The clearance marks a milestone for one group in particular — Charlotte Gaydos and a point-of-care STI diagnostics development center she helped to establish at Johns Hopkins University.

Since 2007, Gaydos and her team at JHU has been attacking the problem of STIs on multiple fronts. That year, they won funding from National Institute of Biomedical Imaging and Bioengineering to support their own work on the subject and also to offer seed funding to startup companies developing new technologies.

Called the Center for Point-of-Care Technologies Research for Sexually Transmitted Diseases, the group has supported three early development projects for rapid molecular STI testing every year since and just finished the first year of its third five-year cycle, Gaydos said in an interview.

The center funded Binx in 2008, Gaydos said, back when it was known as Atlas Genetics and based in the UK. It gave a small grant to the then three-year-old spinout from the University of Bath and molecular diagnostics firm Osmetech, and the company in turn used the data generated to get more funding from the UK, Gaydos said.

Regarding Binx's clearance, Gaydos said, "We're very pleased.
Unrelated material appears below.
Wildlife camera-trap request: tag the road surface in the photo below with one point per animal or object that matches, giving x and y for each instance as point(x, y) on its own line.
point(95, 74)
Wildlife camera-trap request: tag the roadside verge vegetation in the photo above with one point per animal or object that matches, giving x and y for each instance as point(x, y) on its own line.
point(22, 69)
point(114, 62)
We sort of feel like they are one of our children."

Overall, it can take 10 years to bring a test to market, and the cost and effort of a clinical trial are a hurdle, Gaydos said, noting that the JHU center was one of the clinical trial test sites for the Binx io instrument and Chlamydia trachomatis and Neisseria gonorrhea (CT/NG) test.
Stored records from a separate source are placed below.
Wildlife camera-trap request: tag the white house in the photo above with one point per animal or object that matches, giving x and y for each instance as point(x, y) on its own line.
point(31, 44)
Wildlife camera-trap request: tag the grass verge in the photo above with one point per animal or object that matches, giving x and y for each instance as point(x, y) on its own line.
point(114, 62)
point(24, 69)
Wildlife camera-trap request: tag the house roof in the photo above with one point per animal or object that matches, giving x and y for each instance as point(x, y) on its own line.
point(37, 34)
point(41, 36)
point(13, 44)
There are numerous lab-based CT/NG tests currently commercially available, but the most similar test to Binx's might be the Cepheid GeneXpert CT/NG, Gaydos said.

However, the Binx test takes 30 minutes while the Cepheid test takes 90 minutes. Based on the turnaround time and instrument footprint, the GeneXpert would likely be considered by most end users to be more of a "near-patient" test rather than point-of-care. For true point-of-care designation, a test should produce results before a patient leaves the clinic, preferably within 30 minutes, Gaydos said.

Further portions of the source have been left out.